Robotik ist eines der Schwerpunktthemen auf der Motek 2016, Bild: fluid.de

Robotik ist eines der Schwerpunktthemen auf der Motek 2016, Bild: fluid.de

Der Messe-Herbst naht und damit die Motek. Die viertägige Fachmesse zur Produktions- und Montageautomatisierung in Stuttgart startet dieses Jahr am 10. Oktober. Zu den Besonderheiten der Messe zählt, dass die Aussteller Komponenten, aber auch Sub- und Teilsysteme bis hin zu schlüsselfertigen Montagelösungen zeigen und somit die gesamte Welt der Automatisierung abbilden. Zeitgleich findet wieder die Schwestermesse Bondexpo statt. Die Fachmesse zur Klebtechnik feiert 2016 ihr zehntes Jubiläum.

Letztes Jahr waren insgesamt rund 68.000 Quadratmeter Ausstellungsfläche gebucht worden; fast 39.000 Fachbesucher aus 99 Ländern besuchten 2015 die Messe. Für das Messe-Duo war dies ein Rekord.
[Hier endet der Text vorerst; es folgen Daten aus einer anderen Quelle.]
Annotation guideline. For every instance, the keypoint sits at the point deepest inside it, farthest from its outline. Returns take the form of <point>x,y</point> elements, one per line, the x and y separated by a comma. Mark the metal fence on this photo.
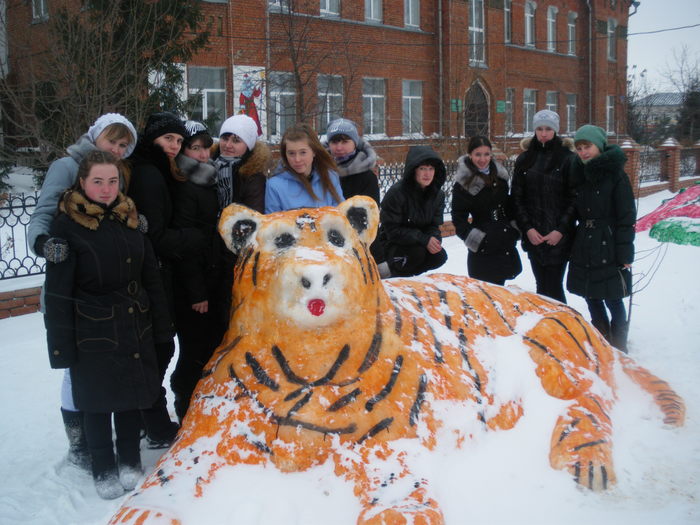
<point>16,259</point>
Der bisherige Buchungsstand lässt für 2016 ähnliche Zahlen erwarten: Bislang haben laut dem Projektleiter der Motek und Bondexpo Rainer Bachert mehr als 900 Aussteller für die 35. Motek und rund 100 für die Bondexpo gebucht.
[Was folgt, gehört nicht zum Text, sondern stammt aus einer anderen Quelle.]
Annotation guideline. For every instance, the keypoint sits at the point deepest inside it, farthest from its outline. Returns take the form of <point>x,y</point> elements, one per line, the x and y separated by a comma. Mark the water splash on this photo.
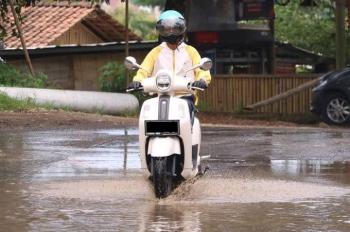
<point>250,190</point>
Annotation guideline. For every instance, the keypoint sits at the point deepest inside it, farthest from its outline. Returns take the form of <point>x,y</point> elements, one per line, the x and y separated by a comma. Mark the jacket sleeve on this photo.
<point>147,64</point>
<point>199,74</point>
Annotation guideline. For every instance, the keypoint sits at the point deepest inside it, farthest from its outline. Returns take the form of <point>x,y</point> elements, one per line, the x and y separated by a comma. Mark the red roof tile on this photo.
<point>43,24</point>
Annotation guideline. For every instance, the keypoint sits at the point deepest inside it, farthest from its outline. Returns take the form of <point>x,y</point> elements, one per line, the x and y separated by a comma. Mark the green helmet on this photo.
<point>171,27</point>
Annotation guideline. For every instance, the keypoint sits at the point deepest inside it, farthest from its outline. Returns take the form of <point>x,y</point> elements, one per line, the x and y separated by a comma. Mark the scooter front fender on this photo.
<point>164,146</point>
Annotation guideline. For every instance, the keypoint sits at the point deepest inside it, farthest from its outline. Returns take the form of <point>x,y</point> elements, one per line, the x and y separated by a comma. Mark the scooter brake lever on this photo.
<point>132,89</point>
<point>197,88</point>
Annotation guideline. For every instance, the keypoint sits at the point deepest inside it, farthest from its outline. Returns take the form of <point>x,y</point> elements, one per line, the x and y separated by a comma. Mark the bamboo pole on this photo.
<point>282,95</point>
<point>19,29</point>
Die bisher angemeldeten Aussteller kommen aus 27 Nationen und vertreten Unternehmen der Bereiche Teil- und vollautomatisierte Montage, Stand-alone-Montageplätze und Montagelösungen. Dazu kommt die praxisgerechte Kleb- und Verbindungstechnologie als Thema der Bondexpo-Aussteller. Rund 150 Hersteller von Robotern, Montageanlagen, Sondermaschinen und roboterintegrierten Systemlösungen zeigen auf ihren Aktionsflächen robotergestützte Lösungen und Möglichkeiten der Anwendung moderner Roboter- und Handhabungstechnik.

Messebesucher auf der Motek, Bild: P. E. Schall
Die Veranstalter erwarten ähnlich viele Besucher und Aussteller wie vergangenes Jahr. Bild: P. E. Schall

Diese Themen bestimmen die Messe

Ein großer Schwerpunkt der Messe ist dieses Jahr der Leichtbau. Das Thema zieht sich von der Rohmaterial-Fertigung über die Bauteile-Produktion und bis zur Montage-, Verbindungs-, Füge- und Prüftechnik. Auch der Einsatz von Robotern und deren Peripherie gehört dazu. Entsprechend haben die Veranstalter die „Lightweight-Area“ als Schnittstelle zwischen Motek und Bondexpo konzipiert.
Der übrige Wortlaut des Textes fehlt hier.